One example for an approach with direct regression to treat an anxiety disorder is the work with a patient who was often left alone as a small child by his parents, both physically and emotionally. In this first step it is irrelevant, whether the parents practiced that as educational measure (“inurement in order to be strong for the struggle of life”), or whether this was meant as patronising treatment (transfering their own low self-esteem to the child through aggressive actions, physically and/or verbally, and also by means of overly perfectionist expectations set on their child), or because these parents were simply not able to accept their own children emotionally because of their own traumatic experiences.
In the hypnosis sessions the therapist enters into the respective situations together with the pateient and may, for instance, use the method of the informed child in order to heal the fear and the unprocessed event as well as the feeling of lonesomeness.
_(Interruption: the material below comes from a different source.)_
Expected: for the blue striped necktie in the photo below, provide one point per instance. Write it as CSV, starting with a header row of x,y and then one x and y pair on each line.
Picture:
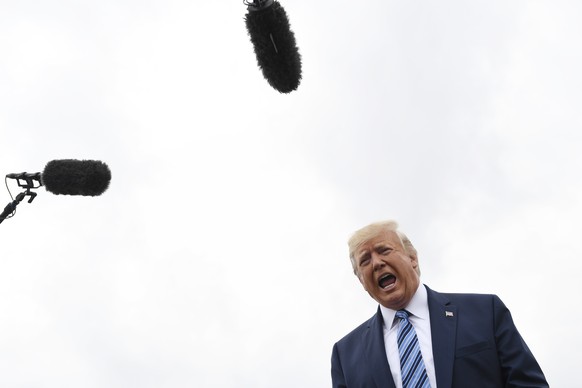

In the figure-therapeutic method of the informed child, the patient goes in the regression and gets into contact with the memories from the time in which the emotional injuries occurred. As soon as the patient and the therapist reached the first situation triggering the feeling, it is explained to the inner child that from now on the adult person is responsible for the welbeing and the protection of the “small child” (“small child” stands for the feeling sensed by the adult). In many cases this works very well, so that anxiety can be healed in only very few sessions.
The revaluation of the unprocessed situation is in the foreground for the hypnotherapeutic approach, whereby the severe and complex traumatisms (e.g. in case of attacks by still living reference persons) other and “smoother” hypnosis strategies (e.g. hypnosystemic or resource-oriented strategies) can be applied than with an event that has not yet been processed (unconsciously), but is “less severe from the standpoint of the mind”.
An example for such a traumatic event, which I am treating quite frequently with hypnotherapy in my hypnosis practice in Munich and which is “less severe fron the standpoint of the mind” is the following:
The child just fell asleep and the mother (who loves and protects the child beyond all measure, i.e. actually the “perfect” mother) wants to use the “free time” to hang out the laundry in the cellar. However, the mother splits the beans with the neighbour and the child awoke, is alone in the room and feels the evolutionarily provided mortal fear, because in the evolution the absence of the mother often meant death. In many cases this fear does unfortunately not dispel and this is why it should be treated with hypnosis as described above.